In his short career Crane’s perpetually failed to achieve his own writing goals:he so desperately wanted to write an epic tome like ‘The Waste Land’, and that compounded his deep discomfort with being gay. On a professional basis it didn’t stop the likes of Eugene O’Neil writing a forward for one of his books, and on a personal basis it didn’t stop Crane from working his way through half of the French Fleet at one time. In fact it was after making an (unwanted) pass at a Sailor that poor Crane jumped overboard to his death.

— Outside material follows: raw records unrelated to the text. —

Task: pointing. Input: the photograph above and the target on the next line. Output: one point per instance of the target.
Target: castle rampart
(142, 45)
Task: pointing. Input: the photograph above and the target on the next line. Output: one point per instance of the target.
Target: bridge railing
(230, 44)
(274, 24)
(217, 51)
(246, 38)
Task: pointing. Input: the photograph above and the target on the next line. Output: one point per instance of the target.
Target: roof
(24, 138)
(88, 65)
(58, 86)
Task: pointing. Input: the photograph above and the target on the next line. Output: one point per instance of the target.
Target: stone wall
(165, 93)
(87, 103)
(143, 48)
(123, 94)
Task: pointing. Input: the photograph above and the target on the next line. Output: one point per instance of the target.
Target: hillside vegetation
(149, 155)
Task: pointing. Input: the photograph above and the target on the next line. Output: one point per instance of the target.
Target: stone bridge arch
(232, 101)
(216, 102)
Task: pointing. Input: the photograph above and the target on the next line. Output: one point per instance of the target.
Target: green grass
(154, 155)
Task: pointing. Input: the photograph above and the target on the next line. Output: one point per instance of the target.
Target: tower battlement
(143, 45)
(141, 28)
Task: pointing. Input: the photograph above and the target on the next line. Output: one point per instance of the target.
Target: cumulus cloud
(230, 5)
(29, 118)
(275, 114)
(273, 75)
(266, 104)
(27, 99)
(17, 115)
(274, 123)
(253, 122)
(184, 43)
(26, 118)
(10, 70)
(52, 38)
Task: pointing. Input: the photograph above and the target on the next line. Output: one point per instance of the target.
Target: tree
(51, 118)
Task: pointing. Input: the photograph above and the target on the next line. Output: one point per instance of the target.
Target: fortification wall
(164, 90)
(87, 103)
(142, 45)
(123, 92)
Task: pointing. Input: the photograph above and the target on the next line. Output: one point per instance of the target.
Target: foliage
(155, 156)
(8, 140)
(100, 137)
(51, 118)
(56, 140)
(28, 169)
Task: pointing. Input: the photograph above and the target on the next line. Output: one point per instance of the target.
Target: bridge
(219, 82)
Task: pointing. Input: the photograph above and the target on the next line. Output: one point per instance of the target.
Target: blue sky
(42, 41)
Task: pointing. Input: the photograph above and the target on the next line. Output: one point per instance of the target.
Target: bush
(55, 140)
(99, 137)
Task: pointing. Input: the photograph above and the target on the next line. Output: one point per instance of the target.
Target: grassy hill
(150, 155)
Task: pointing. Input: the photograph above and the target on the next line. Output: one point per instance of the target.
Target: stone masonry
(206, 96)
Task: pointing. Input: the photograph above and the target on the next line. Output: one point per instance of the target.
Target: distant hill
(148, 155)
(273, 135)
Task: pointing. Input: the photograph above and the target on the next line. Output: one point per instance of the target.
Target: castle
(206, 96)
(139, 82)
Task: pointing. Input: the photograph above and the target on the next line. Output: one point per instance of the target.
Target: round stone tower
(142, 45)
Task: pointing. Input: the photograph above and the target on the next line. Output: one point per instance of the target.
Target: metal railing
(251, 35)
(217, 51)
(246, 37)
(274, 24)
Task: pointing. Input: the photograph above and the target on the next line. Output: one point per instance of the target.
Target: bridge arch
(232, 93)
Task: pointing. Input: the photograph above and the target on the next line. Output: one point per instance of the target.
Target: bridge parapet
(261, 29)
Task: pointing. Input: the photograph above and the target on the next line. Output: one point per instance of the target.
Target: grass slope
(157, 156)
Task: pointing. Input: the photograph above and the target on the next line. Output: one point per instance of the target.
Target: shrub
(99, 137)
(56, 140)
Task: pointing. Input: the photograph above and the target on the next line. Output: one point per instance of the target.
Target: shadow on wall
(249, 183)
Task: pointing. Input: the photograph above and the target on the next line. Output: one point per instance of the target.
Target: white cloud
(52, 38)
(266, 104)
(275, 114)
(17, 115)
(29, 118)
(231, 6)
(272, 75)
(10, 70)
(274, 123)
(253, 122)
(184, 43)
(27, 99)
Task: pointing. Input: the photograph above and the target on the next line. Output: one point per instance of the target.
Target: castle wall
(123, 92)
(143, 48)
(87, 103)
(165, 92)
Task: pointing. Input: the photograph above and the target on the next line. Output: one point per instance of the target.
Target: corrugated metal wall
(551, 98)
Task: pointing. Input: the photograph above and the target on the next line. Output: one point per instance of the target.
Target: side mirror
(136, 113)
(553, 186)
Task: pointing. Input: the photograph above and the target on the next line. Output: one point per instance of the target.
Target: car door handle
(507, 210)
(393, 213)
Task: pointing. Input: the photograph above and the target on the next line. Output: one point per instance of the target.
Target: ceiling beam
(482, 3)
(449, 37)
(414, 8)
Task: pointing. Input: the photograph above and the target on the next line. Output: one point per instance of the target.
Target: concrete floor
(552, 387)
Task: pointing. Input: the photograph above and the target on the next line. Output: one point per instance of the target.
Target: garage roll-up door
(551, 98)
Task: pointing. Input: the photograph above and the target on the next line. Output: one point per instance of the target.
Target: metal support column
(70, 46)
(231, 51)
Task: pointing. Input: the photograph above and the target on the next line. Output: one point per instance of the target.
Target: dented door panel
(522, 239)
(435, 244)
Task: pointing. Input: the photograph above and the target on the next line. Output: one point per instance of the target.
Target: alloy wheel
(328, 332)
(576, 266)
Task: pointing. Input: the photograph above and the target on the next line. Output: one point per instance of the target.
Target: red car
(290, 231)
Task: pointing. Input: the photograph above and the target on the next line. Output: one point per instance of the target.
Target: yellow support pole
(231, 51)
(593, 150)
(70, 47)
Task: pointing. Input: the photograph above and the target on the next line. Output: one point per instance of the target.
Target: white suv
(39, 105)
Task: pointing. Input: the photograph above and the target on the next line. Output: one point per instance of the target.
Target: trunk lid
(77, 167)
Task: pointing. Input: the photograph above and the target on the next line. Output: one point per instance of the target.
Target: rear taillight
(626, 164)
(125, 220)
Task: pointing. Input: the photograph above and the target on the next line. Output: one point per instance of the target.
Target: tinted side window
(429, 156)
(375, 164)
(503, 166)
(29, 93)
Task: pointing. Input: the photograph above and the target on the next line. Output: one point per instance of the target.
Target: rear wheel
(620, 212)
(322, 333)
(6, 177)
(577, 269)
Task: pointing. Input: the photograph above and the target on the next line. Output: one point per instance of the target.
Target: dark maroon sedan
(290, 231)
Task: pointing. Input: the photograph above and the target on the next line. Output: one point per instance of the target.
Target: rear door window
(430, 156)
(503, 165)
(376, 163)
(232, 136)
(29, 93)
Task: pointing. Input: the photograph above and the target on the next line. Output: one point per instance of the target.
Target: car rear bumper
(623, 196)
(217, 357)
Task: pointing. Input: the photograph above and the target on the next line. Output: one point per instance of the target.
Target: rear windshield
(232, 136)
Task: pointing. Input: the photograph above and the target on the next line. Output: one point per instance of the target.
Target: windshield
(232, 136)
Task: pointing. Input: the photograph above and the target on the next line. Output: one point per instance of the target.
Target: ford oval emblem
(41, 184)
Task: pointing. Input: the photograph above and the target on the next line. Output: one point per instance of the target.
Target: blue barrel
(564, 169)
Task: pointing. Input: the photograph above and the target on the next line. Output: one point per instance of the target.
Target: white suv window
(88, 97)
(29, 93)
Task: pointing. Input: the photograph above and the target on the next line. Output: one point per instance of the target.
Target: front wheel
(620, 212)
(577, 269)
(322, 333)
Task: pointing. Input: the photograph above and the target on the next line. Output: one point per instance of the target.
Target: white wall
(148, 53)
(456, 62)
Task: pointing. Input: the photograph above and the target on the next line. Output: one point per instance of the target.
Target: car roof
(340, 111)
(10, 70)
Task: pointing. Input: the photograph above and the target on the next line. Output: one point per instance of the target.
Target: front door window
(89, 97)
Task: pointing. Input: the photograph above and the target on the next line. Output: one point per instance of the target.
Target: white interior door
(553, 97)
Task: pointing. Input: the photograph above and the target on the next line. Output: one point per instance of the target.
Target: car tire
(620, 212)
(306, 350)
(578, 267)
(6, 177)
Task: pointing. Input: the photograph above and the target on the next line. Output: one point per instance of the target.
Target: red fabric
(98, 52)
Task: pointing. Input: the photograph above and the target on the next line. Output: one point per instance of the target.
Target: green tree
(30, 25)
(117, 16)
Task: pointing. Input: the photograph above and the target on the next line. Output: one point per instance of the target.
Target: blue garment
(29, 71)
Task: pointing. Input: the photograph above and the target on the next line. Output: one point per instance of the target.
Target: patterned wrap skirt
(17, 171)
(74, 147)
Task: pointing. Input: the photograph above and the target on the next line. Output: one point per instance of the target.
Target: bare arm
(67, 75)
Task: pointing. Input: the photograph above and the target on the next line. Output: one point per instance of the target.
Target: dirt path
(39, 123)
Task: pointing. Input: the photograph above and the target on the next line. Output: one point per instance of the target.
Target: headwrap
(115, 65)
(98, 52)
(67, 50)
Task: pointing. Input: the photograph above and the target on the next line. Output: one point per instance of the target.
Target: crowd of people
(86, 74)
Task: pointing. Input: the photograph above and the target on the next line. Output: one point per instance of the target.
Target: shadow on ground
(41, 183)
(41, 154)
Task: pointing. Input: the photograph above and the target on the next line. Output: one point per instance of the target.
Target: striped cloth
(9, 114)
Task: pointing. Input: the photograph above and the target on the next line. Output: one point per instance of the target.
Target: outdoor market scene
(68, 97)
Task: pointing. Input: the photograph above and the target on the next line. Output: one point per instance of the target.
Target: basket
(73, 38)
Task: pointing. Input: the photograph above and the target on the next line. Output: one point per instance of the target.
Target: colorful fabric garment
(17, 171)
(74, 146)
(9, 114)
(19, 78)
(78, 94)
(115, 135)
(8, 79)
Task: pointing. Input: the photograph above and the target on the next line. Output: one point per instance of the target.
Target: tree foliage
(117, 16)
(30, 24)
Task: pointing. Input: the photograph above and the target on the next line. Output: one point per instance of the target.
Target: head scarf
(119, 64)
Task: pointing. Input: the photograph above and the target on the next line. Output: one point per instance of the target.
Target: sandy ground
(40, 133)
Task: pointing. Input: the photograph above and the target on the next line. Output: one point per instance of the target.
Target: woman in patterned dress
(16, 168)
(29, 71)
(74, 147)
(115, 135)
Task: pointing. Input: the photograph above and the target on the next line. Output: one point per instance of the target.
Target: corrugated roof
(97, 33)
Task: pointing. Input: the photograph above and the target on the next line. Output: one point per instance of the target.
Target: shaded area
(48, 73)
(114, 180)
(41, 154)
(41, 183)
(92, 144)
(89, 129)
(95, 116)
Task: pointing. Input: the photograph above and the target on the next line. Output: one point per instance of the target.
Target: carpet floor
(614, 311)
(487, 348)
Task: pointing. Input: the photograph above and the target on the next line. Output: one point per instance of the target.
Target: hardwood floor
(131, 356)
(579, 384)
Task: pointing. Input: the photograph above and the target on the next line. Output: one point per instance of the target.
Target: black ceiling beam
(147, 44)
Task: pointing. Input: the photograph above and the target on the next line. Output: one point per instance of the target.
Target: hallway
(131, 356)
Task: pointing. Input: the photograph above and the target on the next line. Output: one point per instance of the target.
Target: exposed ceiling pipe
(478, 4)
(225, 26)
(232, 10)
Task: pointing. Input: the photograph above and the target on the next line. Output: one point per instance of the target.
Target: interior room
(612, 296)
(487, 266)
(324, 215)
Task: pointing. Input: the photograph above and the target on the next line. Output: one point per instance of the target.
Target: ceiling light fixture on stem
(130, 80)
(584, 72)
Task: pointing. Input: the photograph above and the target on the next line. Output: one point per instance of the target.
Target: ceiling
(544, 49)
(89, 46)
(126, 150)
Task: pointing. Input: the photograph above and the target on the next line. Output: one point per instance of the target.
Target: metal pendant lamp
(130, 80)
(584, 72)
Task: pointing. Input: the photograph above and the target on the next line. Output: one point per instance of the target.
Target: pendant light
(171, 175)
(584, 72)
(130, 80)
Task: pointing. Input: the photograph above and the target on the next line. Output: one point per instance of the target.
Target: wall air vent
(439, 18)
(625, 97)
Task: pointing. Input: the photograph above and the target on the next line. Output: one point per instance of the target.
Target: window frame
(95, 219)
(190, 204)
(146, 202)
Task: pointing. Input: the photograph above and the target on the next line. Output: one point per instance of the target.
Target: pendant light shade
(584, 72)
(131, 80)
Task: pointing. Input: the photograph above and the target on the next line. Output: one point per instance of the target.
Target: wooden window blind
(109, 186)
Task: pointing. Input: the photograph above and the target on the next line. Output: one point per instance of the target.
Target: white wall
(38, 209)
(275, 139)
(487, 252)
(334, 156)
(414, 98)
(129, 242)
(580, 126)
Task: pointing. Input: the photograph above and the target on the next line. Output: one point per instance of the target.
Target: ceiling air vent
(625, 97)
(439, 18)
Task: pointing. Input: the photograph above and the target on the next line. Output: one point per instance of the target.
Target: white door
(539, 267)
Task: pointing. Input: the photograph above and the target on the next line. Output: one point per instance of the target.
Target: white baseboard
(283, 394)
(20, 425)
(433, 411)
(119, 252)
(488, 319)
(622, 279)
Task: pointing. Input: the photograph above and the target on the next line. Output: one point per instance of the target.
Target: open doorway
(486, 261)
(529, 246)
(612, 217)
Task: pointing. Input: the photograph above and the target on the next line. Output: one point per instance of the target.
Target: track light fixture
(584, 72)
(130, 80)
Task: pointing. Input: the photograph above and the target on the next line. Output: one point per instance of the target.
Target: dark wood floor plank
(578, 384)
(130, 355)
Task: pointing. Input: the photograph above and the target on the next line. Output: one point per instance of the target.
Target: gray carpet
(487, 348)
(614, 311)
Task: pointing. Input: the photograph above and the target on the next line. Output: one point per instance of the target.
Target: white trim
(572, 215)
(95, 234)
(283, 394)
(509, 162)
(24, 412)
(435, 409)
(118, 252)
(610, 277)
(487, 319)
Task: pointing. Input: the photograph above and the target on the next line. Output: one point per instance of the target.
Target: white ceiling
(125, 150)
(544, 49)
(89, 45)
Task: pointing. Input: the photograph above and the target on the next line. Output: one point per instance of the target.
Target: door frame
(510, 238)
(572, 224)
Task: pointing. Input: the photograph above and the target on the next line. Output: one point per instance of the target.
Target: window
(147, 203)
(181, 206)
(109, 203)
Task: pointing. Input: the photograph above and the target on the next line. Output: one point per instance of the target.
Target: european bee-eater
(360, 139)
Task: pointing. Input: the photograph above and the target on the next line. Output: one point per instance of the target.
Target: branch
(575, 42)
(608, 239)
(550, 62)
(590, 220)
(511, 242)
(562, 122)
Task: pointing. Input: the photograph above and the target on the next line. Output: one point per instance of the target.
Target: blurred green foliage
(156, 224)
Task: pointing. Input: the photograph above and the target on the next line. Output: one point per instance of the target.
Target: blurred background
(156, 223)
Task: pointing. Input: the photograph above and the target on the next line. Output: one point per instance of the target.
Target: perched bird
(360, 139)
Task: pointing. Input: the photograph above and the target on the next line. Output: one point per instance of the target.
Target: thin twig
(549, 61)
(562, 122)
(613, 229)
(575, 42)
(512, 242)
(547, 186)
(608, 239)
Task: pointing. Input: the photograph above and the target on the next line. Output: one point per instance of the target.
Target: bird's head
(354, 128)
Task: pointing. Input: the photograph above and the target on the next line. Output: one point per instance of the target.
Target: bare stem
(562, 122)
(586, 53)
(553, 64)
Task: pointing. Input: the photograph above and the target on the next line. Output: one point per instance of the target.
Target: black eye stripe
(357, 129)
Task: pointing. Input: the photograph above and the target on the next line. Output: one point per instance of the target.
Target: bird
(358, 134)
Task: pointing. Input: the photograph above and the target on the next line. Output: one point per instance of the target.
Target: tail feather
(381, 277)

The hand held camera is shaky and bordering on annoying: the story is patchy and confusing, and if you know little about Crane before viewing, you really wont be a lot wiser afterwards. This very odd movie has been bought to the screen by James Franco who directed, starred, wrote the screen play in what is obviously something of a passion (obsession?) with the man. (And coming so soon after ‘Howl’ where he portrayed Allen Ginsberg another gay poet).
I know now from my ‘research’ that I am far from alone in being unable to understands Crane’s poetry, and I am most definitely not the only one who simply didn’t get Mr. Franco’s movie. And no, the mere fact that Mr. Franco has his own ‘Brown Bunny’ type scene where he performs fellatio on some sailor’s prosthetic, is still not worth wading through this one!